Kexin Nie is a Sr. AI software engineer at LinkedIn, where she leads the effort to monitor AI models' online performance drift and automatic diagnose issues' root causes at scale. She has been working in the field of anomaly detection for 2+ years and launched several algorithms in LinkedIn's health monitoring service (ThirdEye). Before this, she worked for IBM to optimize its E-commercial ads' tagging. She obtained her Master of Statistics from Stanford University.

Dr. Yen-Jung Chang is a Sr. AI Software Engineer at LinkedIn. He leads the efforts on building the company-wise distributed training architecture for deep learning and the anomaly detection system for large-scale time series and metrics. He is also conducting research regarding automated data analytics of data cubes.

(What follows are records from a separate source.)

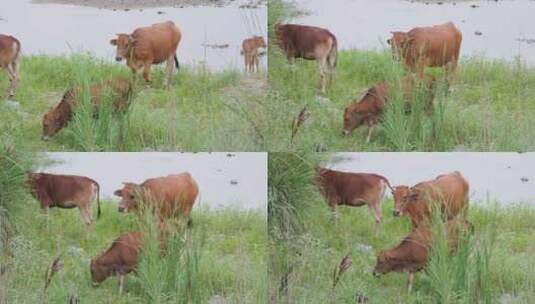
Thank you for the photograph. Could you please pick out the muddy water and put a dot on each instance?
(62, 29)
(237, 179)
(366, 24)
(503, 177)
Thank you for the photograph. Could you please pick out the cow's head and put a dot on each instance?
(124, 43)
(398, 42)
(399, 193)
(99, 272)
(52, 123)
(129, 197)
(353, 118)
(384, 264)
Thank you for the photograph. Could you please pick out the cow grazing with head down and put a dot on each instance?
(310, 43)
(65, 191)
(147, 46)
(432, 46)
(352, 189)
(57, 118)
(170, 196)
(9, 61)
(119, 260)
(449, 191)
(369, 109)
(250, 52)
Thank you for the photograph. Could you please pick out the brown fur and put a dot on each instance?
(149, 45)
(120, 259)
(59, 117)
(310, 43)
(432, 46)
(9, 61)
(370, 108)
(250, 48)
(65, 191)
(170, 196)
(352, 189)
(449, 190)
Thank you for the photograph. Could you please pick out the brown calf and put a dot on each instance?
(369, 108)
(249, 51)
(65, 191)
(450, 191)
(310, 43)
(170, 196)
(149, 45)
(352, 189)
(432, 46)
(120, 259)
(9, 61)
(60, 115)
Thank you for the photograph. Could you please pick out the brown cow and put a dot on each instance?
(310, 43)
(432, 46)
(370, 108)
(409, 256)
(60, 115)
(149, 45)
(449, 190)
(249, 51)
(170, 196)
(352, 189)
(65, 191)
(9, 61)
(120, 259)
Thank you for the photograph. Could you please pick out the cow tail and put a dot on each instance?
(177, 64)
(332, 59)
(98, 200)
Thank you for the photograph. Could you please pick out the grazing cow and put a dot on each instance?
(9, 61)
(369, 108)
(409, 256)
(170, 196)
(310, 43)
(249, 51)
(60, 115)
(149, 45)
(432, 46)
(120, 259)
(448, 190)
(65, 191)
(352, 189)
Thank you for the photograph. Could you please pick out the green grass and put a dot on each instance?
(490, 107)
(496, 263)
(203, 110)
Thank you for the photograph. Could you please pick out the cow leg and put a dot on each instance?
(86, 214)
(121, 283)
(411, 280)
(169, 71)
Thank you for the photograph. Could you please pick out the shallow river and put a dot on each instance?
(366, 24)
(502, 177)
(62, 29)
(237, 179)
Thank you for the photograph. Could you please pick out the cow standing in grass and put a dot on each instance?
(65, 191)
(61, 114)
(310, 43)
(250, 50)
(352, 189)
(149, 45)
(9, 61)
(119, 260)
(432, 46)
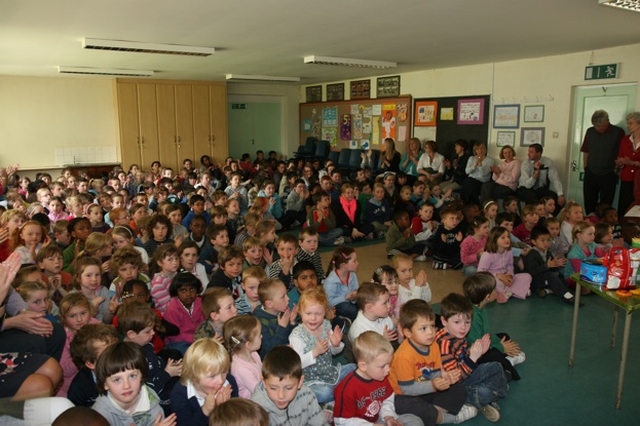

He received his Ph.D. in Electrical and Computer Engineering at UT-Austin focusing on distributed and parallel computing, verification and debugging of distributed systems, and lattice theory.

Dr. Xinwei Gong is a Staff Software Engineer at LinkedIn, where he works on deep learning models and their applications in anomaly detection. He obtained his Ph.D. in physics from Duke University, focusing on network theory and nonlinear dynamics. Before LinkedIn, he worked on deep learning algorithms in autonomous vehicle development at Volkswagen Group Research and machine learning problems in healthcare at a biotech startup.

Dr. Tie Wang leads the AI Quality Foundation team at LinkedIn. His team owns the anomaly detection algorithm library, that supports anomaly detection for over 20 LinkedIn products. He has broad interests in machine learning/AI and its applications. He has 12 years of R\&D experience at Apple, Microsoft, LinkedIn on anomaly detection, query understanding, commercial and web search ranking algorithms and systems. He received his Ph.D. in Computer Science from Arizona State University. He has published in top journals and conferences including KDD, IEEE Transaction on Signal Process.

Dr. Yang Yang is a Senior Staff Software Engineer and Tech Lead at LinkedIn. Before joining LinkedIn, Yang worked at Yahoo! Labs as a Scientist. She obtained her Ph.D. degree at the Department of Statistics, University of Michigan. She has produced various papers and patents on applying statistical methods and machine learning approaches to real data problems involving large scale data. She has published in conferences and journals including KDD, WWW, PAM, Statistical Analysis and Data Mining, The Canadian Journal of Statistics, IIE Transactions on Healthcare Systems Engineering, and Statistical Analysis for High-Dimensional Data.

Dr. Bo Long is a Director of AI Engineering at LinkedIn, leading LinkedIn's AI Foundations team. He has 15 years of experience in data mining and machine learning with applications to web search, recommendation, and social network analysis. He holds dozens of innovations and has published peer reviewed papers in top conferences and journals including ICML, KDD, ICDM, AAAI, SDM, CIKM, and KAIS. He has served as reviewers, workshops co-organizers, conference organizer committee members, and area chairs for multiple conferences, including KDD, NIPS, SIGIR, ICML, SDM, CIKM, JSM etc.